Canadian oceans see slow recovery of great white sharks after decades of decline, research

Great White sharks. image credit by David Clode on unsplash

CMEDIA: Slow recovery of great white sharks is reportedly seen Canadian oceans seen after decades of decline.

One of the first species listed as threatened in both Canadian and international waters was great white sharks when in 2003 marine conservation biologist Boris Worm and his research partners set off alarm bells in the scientific community by publishing their research paper on the collapse of sharks in northwest Atlantic.

The current population of white sharks, in the Atlantic region, according to Worm is estimated to be about 2,000.

“This is a really slow growing species that matures typically older than humans, at 25 or 30 years of age,” Worm was reported saying

“It has few pups in its lifetime and is very slow to reproduce.”

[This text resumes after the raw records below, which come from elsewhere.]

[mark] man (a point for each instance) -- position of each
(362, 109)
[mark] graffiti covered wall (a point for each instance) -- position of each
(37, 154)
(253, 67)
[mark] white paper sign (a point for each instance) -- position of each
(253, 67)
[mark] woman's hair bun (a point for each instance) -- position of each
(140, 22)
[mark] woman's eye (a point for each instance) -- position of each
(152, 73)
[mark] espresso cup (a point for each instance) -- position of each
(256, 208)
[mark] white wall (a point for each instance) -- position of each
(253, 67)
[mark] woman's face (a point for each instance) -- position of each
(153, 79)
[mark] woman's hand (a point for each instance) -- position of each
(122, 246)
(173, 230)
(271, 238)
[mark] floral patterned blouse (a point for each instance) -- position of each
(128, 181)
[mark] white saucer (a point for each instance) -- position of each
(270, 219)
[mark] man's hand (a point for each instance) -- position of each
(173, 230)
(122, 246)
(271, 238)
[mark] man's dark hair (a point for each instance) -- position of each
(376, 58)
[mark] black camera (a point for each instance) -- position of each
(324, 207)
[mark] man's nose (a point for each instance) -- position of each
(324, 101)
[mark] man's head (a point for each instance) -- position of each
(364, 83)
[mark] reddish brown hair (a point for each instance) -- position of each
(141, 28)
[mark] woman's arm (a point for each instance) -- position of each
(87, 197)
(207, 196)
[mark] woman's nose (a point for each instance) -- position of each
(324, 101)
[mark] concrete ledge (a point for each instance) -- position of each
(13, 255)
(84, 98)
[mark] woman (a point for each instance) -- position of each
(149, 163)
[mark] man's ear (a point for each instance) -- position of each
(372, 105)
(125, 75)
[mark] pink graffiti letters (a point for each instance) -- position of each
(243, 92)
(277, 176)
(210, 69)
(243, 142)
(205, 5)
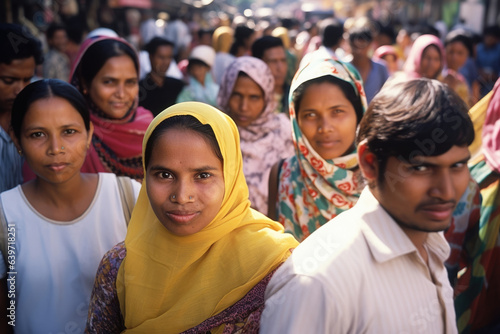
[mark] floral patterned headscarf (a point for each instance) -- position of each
(313, 190)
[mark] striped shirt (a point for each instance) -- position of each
(360, 273)
(11, 163)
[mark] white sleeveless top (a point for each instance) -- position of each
(56, 261)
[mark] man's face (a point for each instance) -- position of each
(59, 40)
(161, 59)
(13, 78)
(275, 58)
(422, 194)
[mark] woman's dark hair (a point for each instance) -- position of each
(44, 89)
(420, 117)
(155, 43)
(346, 87)
(99, 53)
(195, 61)
(461, 36)
(183, 122)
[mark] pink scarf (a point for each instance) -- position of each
(491, 130)
(116, 144)
(412, 64)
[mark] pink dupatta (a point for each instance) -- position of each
(116, 144)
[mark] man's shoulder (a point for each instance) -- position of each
(329, 248)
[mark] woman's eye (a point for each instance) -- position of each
(204, 175)
(37, 134)
(165, 175)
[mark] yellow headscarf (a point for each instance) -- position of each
(222, 39)
(167, 283)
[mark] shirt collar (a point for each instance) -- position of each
(5, 136)
(385, 237)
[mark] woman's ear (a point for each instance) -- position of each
(89, 134)
(16, 142)
(367, 162)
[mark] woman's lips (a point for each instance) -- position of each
(181, 217)
(327, 143)
(57, 167)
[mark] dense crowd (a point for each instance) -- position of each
(335, 176)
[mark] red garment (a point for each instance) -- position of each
(116, 144)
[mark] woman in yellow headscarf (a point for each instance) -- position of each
(196, 257)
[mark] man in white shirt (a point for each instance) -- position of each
(378, 267)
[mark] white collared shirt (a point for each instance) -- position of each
(360, 273)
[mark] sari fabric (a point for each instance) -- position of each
(478, 289)
(313, 190)
(265, 141)
(412, 65)
(116, 144)
(171, 283)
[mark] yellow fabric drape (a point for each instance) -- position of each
(167, 283)
(478, 114)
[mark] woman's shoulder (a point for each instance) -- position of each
(243, 316)
(112, 260)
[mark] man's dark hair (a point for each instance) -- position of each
(16, 42)
(421, 117)
(51, 30)
(461, 36)
(331, 31)
(492, 30)
(264, 43)
(155, 43)
(363, 33)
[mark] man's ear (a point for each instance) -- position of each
(368, 162)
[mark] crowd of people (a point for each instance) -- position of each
(329, 177)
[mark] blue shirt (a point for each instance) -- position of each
(11, 163)
(375, 80)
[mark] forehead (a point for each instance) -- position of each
(121, 65)
(19, 68)
(245, 83)
(276, 52)
(453, 155)
(61, 111)
(164, 49)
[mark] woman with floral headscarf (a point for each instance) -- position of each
(319, 182)
(477, 291)
(106, 72)
(246, 95)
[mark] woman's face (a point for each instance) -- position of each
(115, 87)
(199, 72)
(430, 64)
(54, 139)
(456, 55)
(185, 181)
(328, 120)
(392, 63)
(246, 102)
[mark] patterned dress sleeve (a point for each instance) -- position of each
(104, 312)
(242, 317)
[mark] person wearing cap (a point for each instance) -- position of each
(201, 86)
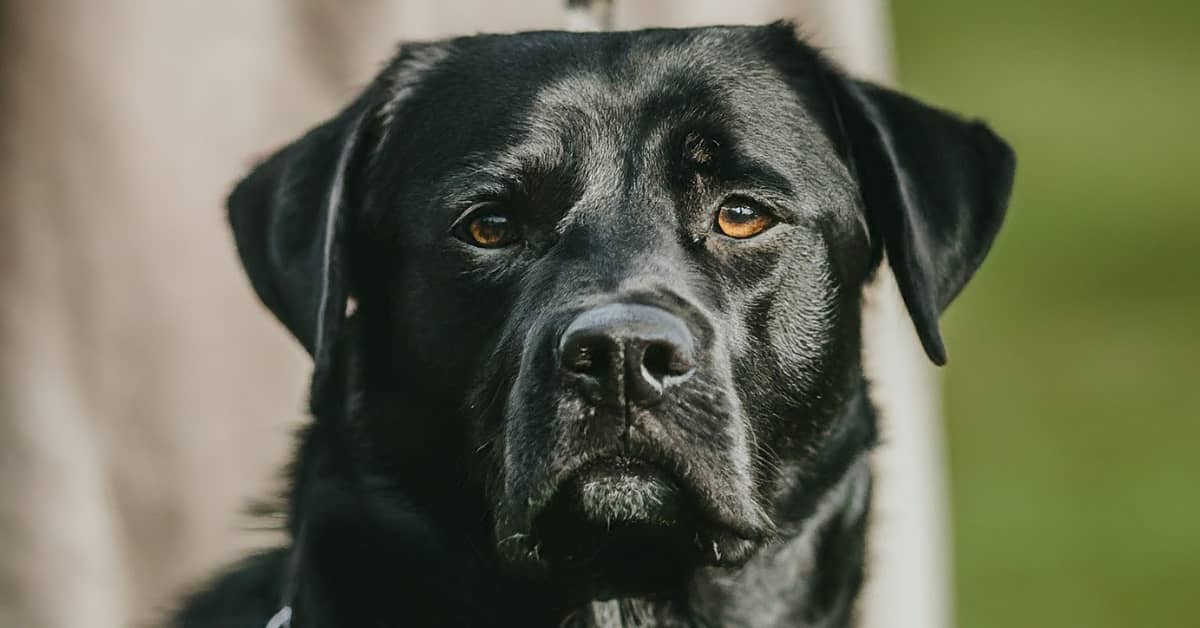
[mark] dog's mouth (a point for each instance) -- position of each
(631, 526)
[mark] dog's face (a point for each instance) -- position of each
(613, 281)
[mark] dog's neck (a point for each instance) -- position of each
(808, 580)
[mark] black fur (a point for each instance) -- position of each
(435, 486)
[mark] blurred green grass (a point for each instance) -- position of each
(1073, 417)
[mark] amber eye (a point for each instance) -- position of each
(489, 229)
(741, 219)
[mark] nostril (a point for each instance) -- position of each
(665, 359)
(587, 356)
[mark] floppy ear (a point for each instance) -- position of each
(935, 189)
(288, 217)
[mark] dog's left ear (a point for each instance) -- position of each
(288, 216)
(935, 189)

Reportedly being illegal to land white sharks or trade their body parts, if caught on a longline, they must be released alive.

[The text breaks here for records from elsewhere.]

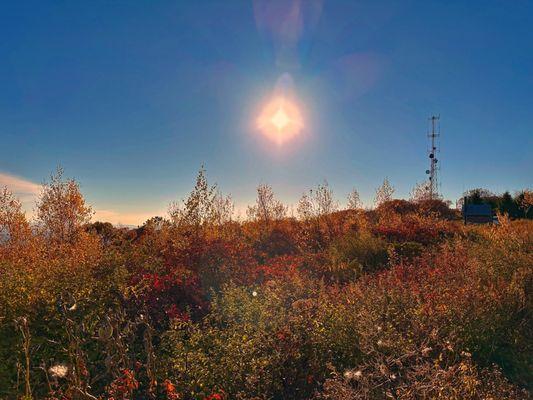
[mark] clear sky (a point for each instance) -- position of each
(132, 97)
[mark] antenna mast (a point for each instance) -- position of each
(433, 187)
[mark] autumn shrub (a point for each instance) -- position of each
(355, 254)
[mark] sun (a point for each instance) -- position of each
(280, 120)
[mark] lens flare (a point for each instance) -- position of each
(280, 120)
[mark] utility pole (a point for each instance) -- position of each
(433, 167)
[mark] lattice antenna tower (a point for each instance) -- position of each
(433, 179)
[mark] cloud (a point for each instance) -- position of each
(125, 218)
(27, 192)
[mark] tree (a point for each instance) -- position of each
(384, 192)
(525, 202)
(196, 210)
(304, 208)
(14, 228)
(267, 208)
(223, 208)
(507, 205)
(324, 199)
(61, 209)
(354, 201)
(317, 203)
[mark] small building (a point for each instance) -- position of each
(477, 213)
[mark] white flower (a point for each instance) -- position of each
(426, 351)
(58, 371)
(349, 375)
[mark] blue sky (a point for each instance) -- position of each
(132, 97)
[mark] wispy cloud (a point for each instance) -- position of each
(24, 189)
(27, 192)
(125, 218)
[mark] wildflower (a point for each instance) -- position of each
(58, 371)
(426, 351)
(349, 375)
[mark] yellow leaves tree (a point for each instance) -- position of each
(61, 209)
(14, 228)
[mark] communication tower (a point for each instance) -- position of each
(433, 134)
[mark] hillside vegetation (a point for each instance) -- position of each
(399, 302)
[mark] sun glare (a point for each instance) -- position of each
(280, 120)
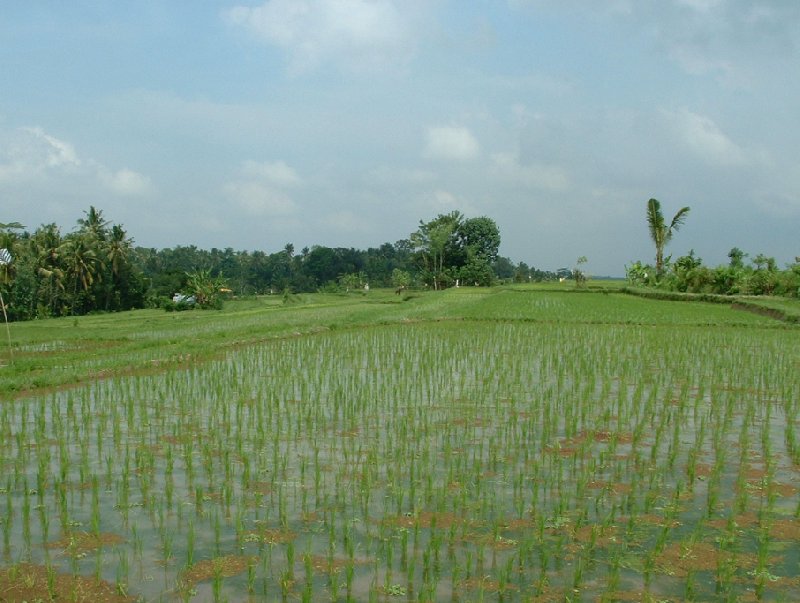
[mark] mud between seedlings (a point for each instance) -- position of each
(28, 582)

“And it’s really brought the number of mortalities down and the numbers we see in the wild up,” said Worm.

Tagging and public awareness campaigns, according to Worm, have also helped.

Being an experienced diver, Worm swims with sharks around the planet, trying to draw them further into the world.

“We can bring these species back within my lifetime and the next generation’s lifetime. The ocean could be a lot more abundant than what we are used to,” Worm was reported saying. “We’ve made a big dent in it. But it can recover and it does recover if we give it a chance.”